County to pursue federal highway safety funds
SRF Consulting Group, Inc. will do design, engineering and environmental studies on Manning Avenue from Interstate 94 to Minnesota 5 under a $618,000 contract approved Tuesday by the Washington County Board of Commissioners.
On a separate issue, commissioners Tuesday also approved county plans to request federal highway safety improvement funds from the state Department of Transportation.
SRF’s work on Manning Avenue is a preliminary corridor study looking at environmental issues and analysis of key intersections, including possible realignment of the Manning-Olinda Boulevard North and Manning-MN 5 intersections.
Manning Avenue (CSAH 15) is a heavily traveled north-south road the runs from just north of Hastings to MN 5 in Lake Elmo. Development along the road includes Oak-Land Junior High School, Lake Elmo Airport and the County Fairgrounds.
Communities in the project area include Lake Elmo and West Lakeland and Baytown townships.
Manning Avenue’s current configuration has poor intersection alignment, lacks left-turn lanes, might need additional lanes to accommodate future increased traffic and possible coordination with potential development in the area.
Project goals include improved safety, mobility and capacity; added pedestrian facilities; ADA compliance; addressing drainage issues; review potential environmental impacts and limit impacts to surrounding properties.
When the SRF study is finished, it will provide a municipally-approved preliminary layout, completed environmental documentation and a prioritized improvement plan.
The county plans open houses in July, September, November and February 2014 to discuss the project. A preliminary layout for Manning Avenue should be completed in July 2014.
The federal highway safety fund request will go to MnDOT’s metropolitan district, which is soliciting HSIP projects on behalf of the Metropolitan Council’s Transportation Advisory Board.
The two county projects meeting funding criteria are CSAH 12 and Boutwell Road-Eagle Ridge Trail in Stillwater for access management and improved turn lanes, and CSAH 14 and CSAH 24 in Baytown Township for improved turn lanes.

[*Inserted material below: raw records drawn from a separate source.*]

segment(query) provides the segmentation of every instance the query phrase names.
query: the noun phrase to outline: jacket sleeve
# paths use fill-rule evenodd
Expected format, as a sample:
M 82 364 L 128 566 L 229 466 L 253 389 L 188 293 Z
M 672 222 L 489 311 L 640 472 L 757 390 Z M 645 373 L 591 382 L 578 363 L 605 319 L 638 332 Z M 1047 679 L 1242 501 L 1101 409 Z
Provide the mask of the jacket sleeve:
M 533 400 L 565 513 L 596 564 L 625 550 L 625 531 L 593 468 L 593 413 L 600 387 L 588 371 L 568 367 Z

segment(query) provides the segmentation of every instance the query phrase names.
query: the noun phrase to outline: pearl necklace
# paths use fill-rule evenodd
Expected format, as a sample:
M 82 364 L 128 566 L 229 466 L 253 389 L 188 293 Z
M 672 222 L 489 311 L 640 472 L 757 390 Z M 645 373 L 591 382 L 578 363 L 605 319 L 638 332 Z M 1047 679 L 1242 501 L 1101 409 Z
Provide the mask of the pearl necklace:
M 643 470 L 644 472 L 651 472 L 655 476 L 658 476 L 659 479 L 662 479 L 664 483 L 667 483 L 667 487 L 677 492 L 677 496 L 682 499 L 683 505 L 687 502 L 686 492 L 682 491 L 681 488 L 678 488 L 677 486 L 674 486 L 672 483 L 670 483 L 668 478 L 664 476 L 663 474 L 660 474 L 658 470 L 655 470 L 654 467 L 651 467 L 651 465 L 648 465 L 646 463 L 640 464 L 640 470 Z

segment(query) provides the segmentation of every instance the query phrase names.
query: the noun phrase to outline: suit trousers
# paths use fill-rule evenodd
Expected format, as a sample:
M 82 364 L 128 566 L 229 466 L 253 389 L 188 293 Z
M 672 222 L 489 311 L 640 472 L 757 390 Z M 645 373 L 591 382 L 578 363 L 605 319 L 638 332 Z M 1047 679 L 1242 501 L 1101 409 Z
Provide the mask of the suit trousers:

The federal HSIP program provides 90 percent of eligible total project costs on work that achieves significant reductions in traffic deaths and serious injuries on public roads. The program uses a data-driven strategic approach to improving highway safety.
The state has developed a strategic highway safety plan and collaborates with counties to implement that plan as part of receiving HSIP funds.